The Sierra Grande erupts from the surrounding dehesas and olive fields with abrupt impressive crags and ancient scree slopes clothed with wild olives, cork oak and junipers. It was the latter that prompted our visit, their berries being an important food source for wintering Ring Ouzels. The distribution of the species as shown in the Spanish Winter Birds Atlas has just a single ten kilometre square marked for Extremadura, close to the border with Andalucia, which is the most important wintering area in Iberia. Juniper is found more commonly in the southern half of Extremadura, on the rocky slopes of these sierras, than in the north. The fieldwork for the Atlas took place between 2007 and 2010. Since then there has been an increase in the number and effort of birders in the southern Extremadura, with a concomitant increase in the number of records of Ring Ouzel. Most of these records may be of birds of passage, but perhaps there are more wintering Ring Ouzels here than we have thought.

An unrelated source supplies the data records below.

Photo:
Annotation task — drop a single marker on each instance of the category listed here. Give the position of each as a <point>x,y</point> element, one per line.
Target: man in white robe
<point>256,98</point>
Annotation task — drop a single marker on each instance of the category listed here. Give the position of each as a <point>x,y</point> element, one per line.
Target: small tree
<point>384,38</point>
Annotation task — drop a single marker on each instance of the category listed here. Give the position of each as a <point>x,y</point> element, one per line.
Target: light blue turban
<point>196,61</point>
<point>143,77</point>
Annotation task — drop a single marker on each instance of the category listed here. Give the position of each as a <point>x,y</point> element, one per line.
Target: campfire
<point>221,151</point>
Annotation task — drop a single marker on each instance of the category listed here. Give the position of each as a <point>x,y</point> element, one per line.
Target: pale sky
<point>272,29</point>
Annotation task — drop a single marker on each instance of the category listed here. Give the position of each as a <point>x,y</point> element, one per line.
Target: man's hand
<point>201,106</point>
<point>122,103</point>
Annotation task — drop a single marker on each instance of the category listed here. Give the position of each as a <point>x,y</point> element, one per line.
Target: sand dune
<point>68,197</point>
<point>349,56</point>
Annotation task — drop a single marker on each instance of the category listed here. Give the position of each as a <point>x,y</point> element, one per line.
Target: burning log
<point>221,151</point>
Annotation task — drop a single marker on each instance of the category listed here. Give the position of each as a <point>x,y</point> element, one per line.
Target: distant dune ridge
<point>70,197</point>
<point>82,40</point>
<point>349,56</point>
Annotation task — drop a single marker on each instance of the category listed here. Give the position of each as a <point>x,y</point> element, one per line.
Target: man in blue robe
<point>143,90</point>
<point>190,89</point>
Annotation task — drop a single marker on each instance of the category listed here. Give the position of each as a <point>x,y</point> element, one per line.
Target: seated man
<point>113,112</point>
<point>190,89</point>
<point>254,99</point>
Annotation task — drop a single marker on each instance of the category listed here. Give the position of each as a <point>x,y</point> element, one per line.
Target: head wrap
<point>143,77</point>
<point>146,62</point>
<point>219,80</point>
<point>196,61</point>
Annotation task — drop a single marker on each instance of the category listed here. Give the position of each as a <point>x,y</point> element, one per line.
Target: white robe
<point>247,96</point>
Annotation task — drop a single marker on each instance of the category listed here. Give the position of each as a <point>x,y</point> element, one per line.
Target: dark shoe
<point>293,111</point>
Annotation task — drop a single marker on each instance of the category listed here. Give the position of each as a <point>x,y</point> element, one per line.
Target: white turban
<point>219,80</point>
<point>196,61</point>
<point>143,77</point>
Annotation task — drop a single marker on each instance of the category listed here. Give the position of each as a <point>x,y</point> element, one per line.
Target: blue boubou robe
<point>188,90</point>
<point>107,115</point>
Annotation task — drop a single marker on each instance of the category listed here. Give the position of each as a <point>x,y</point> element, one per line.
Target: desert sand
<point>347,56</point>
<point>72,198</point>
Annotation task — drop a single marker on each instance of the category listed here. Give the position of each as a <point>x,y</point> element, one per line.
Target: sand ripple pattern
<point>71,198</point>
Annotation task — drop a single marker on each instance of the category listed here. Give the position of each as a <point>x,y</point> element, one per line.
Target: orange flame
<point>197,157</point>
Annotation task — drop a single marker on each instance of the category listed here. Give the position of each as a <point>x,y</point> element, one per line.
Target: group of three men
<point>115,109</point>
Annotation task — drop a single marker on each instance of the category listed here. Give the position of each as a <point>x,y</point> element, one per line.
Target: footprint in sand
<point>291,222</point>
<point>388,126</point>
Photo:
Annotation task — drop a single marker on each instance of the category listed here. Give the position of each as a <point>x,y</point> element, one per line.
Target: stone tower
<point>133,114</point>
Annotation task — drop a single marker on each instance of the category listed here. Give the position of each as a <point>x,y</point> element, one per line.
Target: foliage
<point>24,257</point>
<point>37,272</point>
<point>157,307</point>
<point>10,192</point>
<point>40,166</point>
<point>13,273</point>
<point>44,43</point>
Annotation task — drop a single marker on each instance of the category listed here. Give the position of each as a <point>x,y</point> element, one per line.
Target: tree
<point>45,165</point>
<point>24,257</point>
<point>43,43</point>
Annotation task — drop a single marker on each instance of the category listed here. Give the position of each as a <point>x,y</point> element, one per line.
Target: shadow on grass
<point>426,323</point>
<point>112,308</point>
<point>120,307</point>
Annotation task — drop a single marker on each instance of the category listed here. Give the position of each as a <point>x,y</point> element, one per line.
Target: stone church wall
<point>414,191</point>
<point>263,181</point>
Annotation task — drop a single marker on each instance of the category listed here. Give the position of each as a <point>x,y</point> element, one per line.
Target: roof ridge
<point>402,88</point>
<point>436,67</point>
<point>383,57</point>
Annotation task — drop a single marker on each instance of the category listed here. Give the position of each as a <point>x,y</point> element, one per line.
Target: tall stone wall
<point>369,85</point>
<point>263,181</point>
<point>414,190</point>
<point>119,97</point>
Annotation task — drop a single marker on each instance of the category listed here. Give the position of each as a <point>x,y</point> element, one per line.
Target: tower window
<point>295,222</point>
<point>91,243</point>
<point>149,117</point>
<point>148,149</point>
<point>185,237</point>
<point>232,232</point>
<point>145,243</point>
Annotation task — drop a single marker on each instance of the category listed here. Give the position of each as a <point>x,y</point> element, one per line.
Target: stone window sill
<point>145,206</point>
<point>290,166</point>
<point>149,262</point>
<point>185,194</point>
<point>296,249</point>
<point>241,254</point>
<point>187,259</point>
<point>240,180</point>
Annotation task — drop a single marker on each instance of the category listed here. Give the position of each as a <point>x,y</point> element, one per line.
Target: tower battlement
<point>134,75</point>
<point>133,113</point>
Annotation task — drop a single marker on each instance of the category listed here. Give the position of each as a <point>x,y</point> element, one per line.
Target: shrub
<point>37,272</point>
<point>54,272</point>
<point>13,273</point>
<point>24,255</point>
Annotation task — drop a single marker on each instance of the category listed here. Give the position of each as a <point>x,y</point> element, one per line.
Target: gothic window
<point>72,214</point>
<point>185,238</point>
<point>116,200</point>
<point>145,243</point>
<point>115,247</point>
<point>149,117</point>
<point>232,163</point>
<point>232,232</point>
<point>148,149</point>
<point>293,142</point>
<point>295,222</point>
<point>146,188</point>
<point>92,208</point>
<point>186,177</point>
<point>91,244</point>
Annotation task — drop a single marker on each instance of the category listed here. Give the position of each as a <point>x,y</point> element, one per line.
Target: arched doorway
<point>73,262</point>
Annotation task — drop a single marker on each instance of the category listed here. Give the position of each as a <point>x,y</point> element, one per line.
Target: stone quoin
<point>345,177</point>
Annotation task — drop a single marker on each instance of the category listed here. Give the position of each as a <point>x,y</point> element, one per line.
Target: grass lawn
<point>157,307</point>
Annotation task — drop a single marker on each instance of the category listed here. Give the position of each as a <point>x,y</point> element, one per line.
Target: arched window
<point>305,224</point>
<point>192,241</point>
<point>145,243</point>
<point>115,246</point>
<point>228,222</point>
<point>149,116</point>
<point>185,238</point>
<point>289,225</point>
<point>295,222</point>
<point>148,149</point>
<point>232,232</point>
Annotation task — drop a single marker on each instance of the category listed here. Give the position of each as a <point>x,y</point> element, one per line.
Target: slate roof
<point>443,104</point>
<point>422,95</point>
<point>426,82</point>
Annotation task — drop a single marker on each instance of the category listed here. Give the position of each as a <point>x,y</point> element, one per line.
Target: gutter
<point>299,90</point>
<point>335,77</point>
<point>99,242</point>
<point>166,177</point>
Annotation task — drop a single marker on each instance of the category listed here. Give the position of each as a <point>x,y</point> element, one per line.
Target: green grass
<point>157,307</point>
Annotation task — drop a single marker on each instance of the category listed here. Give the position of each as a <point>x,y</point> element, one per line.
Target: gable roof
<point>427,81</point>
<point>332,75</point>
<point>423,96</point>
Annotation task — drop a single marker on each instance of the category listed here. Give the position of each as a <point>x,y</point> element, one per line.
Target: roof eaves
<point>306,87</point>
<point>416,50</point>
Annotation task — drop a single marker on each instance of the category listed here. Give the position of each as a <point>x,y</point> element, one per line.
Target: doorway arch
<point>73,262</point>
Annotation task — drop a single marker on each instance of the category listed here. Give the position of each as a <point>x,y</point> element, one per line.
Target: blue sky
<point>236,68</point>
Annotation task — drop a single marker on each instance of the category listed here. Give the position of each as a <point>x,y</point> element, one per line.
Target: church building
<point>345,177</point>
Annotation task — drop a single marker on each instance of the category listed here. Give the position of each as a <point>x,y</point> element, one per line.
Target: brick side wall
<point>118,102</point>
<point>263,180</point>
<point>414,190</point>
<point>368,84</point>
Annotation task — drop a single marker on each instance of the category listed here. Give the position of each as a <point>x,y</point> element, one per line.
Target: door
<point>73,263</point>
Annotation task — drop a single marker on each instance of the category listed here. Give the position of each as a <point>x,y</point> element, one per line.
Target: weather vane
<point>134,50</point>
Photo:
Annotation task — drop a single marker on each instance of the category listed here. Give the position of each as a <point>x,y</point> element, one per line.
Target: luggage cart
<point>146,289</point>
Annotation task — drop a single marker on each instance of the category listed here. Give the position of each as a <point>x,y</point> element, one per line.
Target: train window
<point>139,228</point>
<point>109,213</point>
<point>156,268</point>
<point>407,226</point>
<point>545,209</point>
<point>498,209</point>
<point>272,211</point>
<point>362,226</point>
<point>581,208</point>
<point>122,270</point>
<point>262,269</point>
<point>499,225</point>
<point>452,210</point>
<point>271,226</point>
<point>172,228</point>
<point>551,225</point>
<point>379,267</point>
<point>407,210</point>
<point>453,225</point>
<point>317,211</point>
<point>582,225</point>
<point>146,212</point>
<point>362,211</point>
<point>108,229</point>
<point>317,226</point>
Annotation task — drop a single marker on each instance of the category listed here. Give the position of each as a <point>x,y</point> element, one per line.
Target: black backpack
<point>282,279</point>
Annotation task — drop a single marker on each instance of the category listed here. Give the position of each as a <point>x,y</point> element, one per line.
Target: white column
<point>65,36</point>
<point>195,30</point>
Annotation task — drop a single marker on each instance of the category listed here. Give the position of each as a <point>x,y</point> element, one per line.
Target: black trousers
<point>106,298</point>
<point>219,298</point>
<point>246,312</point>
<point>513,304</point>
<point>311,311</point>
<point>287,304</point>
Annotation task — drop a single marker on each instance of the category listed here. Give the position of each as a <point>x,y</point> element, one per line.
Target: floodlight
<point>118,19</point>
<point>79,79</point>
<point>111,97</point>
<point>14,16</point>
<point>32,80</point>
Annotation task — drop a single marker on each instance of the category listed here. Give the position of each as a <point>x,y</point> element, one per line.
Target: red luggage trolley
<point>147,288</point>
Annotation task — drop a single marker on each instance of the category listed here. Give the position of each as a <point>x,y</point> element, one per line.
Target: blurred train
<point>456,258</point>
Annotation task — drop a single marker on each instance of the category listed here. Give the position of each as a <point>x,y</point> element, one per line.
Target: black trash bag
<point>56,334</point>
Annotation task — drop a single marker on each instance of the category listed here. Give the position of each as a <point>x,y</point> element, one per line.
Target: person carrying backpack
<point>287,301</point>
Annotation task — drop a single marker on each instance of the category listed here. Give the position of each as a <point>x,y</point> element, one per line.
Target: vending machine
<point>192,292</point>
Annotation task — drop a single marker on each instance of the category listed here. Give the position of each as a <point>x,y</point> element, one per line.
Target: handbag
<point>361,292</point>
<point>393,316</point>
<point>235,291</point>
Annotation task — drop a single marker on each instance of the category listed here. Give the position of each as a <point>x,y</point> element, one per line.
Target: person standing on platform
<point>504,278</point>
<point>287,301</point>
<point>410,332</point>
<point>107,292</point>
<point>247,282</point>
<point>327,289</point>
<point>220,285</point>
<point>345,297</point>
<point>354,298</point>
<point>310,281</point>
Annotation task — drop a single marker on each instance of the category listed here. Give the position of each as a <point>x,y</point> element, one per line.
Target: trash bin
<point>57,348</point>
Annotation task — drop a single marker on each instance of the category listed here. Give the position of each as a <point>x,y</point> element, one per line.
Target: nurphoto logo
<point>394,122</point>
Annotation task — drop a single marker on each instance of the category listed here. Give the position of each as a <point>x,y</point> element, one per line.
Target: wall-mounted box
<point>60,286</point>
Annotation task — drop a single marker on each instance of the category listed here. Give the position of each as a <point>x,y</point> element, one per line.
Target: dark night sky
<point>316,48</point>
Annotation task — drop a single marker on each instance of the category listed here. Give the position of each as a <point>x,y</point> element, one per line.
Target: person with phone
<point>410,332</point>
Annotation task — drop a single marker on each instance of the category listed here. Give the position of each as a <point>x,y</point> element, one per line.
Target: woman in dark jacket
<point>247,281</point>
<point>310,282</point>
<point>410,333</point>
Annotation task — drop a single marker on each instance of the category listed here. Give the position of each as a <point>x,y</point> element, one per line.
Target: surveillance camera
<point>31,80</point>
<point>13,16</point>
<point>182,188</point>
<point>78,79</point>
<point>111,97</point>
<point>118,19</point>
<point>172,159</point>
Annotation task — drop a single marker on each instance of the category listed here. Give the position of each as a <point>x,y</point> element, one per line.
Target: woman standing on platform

At the edge of Hornachos, Fuente de los Cristianos (Martin Kelsey)

We found a track ascending the lower slopes beside the town. High above us the mountain side stippled with juniper drew us on invitingly.  A small valley provided terrain for smallholdings and allotments, a tiny patchwork of olives, figs and oranges. The place was full of birds, numerous Blackcaps and Song Thrushes feasting on berries. Suddenly a larger thrush swept in and landed proudly right on top of a large fig tree. It exuded a sense of the wild. Its long tail was slightly cocked, its slender neck stretched. There was something almost windswept about its chemistry, as if it has brought with it a dose of distant mountain tops. We did not need to see its bold white crescent on its breast. nor the frosted edgings to its wings to know that we had been greeted by a male Ring Ouzel. It stood poised and then dropped into an adjacent tree. Here suddenly it became remarkably concealed. I pointed the camera at where I thought it had plunged and when checking the photos afterwards was amazed to find that two of them actually showed part of this enigmatic bird with its white chest band.

Male Ring Ouzel (Martin Kelsey)

Blackbirds too were present, looking stockier and less elegant than the Ring Ouzel, but making it their business to push this intruder away. From the same tree, another bird erupted and, with a powerful direct flight, swooped up to land on an almond tree. It sleekness betrayed its identity: another Ring Ouzel. This was a browner first-winter bird, with scalier underparts but bearing the same pale edgings on the upper part of the closed wing.
Ring Ouzel (Martin Kelsey)

Although we did make a short venture to the edge of the juniper area, where we failed to find any more of our quarry, we spent most of the rest of the morning beside this busy area at the edge of the town. The Ring Ouzels teased us with more short exposures between the foliage and low, long, straight flights, sometimes giving their  cut-off chack calls. An Iberian Grey Shrike perched on a cable over a tumbledown house. There a male Black Wheatear also stood, before flying up the hillslope, its fanned, white-based tail shining like a beacon. A bird too of the wild side of this hidden enclave.